Wir gehören natürlich nicht mehr physisch jemandem, der uns buschstäblich kaufen und verkaufen kann. Und dennoch gibt es Menschen und Organisationen, die einen Anspruch auf Teile deines Lebens haben.
 

Wenn du angestellt bist, gehören große Teile deiner Zeit deinem Arbeitgeber.
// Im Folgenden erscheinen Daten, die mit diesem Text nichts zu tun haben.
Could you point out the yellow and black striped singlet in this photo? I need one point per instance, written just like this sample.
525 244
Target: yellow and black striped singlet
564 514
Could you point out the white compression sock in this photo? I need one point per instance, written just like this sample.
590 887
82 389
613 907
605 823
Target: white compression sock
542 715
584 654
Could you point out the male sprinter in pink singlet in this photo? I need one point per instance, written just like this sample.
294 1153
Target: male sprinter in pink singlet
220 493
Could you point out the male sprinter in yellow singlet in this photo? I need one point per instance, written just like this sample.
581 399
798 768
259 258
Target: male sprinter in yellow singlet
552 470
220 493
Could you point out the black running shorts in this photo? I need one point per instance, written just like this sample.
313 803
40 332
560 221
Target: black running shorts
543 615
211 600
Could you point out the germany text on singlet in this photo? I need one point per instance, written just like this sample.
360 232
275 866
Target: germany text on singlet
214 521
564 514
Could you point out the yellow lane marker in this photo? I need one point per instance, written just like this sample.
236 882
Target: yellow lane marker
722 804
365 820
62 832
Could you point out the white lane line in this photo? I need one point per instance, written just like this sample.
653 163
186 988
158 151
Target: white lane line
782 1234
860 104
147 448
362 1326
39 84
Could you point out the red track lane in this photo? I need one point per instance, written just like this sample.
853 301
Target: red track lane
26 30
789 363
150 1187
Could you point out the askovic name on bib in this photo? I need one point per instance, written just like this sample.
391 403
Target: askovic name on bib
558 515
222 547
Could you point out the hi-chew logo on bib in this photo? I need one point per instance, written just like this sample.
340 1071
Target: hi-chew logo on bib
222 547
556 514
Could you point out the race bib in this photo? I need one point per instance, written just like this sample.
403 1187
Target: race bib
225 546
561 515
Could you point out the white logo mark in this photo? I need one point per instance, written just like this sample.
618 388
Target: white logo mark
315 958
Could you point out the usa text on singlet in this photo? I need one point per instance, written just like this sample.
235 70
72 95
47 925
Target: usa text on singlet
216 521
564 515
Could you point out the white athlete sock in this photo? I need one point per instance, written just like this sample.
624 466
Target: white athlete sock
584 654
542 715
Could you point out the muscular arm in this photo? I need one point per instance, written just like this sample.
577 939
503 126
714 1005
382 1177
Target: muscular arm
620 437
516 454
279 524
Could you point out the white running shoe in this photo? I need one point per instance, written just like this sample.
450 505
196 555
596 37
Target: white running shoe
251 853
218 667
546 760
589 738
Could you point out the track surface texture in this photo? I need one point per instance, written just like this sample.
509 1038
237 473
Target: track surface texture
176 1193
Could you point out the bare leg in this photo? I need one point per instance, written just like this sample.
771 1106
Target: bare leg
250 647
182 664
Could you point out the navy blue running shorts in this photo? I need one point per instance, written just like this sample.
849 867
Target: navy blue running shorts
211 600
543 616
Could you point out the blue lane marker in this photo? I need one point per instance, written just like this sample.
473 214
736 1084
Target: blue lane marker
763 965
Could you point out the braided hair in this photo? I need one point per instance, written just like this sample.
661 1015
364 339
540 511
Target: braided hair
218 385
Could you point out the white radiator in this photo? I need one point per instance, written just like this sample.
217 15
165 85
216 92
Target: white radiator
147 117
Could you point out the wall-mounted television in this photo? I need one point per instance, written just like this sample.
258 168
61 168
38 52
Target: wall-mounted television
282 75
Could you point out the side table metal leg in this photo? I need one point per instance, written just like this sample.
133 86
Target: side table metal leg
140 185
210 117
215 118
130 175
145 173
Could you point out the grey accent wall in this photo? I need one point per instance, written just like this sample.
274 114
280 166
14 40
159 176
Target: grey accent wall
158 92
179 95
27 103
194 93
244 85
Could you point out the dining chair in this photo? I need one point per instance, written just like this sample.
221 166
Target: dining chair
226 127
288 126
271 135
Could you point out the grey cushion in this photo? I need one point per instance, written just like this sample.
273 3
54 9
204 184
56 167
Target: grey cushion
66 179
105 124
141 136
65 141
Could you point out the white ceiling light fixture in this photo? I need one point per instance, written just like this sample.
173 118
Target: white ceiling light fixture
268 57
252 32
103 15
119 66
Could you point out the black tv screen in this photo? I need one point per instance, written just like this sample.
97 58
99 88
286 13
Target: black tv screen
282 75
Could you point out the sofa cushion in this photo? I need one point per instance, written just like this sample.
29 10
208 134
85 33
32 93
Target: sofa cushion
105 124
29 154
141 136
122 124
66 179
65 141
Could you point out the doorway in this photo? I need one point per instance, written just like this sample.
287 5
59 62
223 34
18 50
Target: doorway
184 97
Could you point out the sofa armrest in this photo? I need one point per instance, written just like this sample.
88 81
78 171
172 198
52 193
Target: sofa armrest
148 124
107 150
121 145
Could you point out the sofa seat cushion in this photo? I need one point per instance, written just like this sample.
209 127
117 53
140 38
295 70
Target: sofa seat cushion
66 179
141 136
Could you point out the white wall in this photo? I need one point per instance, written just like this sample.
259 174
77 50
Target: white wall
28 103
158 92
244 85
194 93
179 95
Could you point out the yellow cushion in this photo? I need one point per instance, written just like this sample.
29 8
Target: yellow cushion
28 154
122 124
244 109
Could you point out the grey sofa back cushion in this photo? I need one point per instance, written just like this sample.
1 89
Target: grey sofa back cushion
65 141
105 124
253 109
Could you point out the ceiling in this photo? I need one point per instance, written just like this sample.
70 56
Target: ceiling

Wenn du eine Hypothek abzahlst oder etwas auf Raten kaufst, hast du effektiv Macht abgegeben.
 

Das muss nicht immer etwas Schlechtes sein, aber es ist etwas, dessen du dir bewusst sein solltest. Stell eine Liste zusammen von allem, was du abzahlst oder schuldest.
 

who owns you

Photo by Christopher Harris on unsplash.com


 

Aufgabe 2: Fordere dein Eigentum zurück

 

Eine Bank kann beispielsweise ziemlich drastische Maßnahmen ergreifen, wenn du einen Kredit oder eine Hypothek nicht abzahlen kannst. Hier sind ein paar Schritte, mit denen du die Kontrolle zurückgewinnen kannst.
 

  • Sieh dir die Liste aus der Aufgabe 1 an, um dir bewusst zu machen: Wer besitzt dich, oder Teile von dir und deiner Zeit?
  • Trenne die Spreu vom Weizen: Zum Beispiel, wenn du ein kleines Kind hat, dann hat es natürlich einen Anspruch auf dich, aber das ist kein Besitztum, es ist eine ganz natürliche und zeitweilige Sorgepflicht.
  • Folge dem Geld: Manche Formen des Leihens sind ratsam (Hypotheken können viel Sinn ergeben, abhängig von den Umständen). Aber wenn du in deinem Dispo lebst oder Kredite für materielle Anschaffungen hast, könnte es Zeit für eine Umbewertung deiner Prioritäten sein.
  • Informiere dich über Geld: Lies Bücher, such dir einen Coach, geh zu einem Finanzberater. Stell einen Plan auf, wie du die Kontrolle Stück für Stück zurückgewinnst. Das wird nicht über Nacht geschehen, also benötigst du langfristige Unterstützung.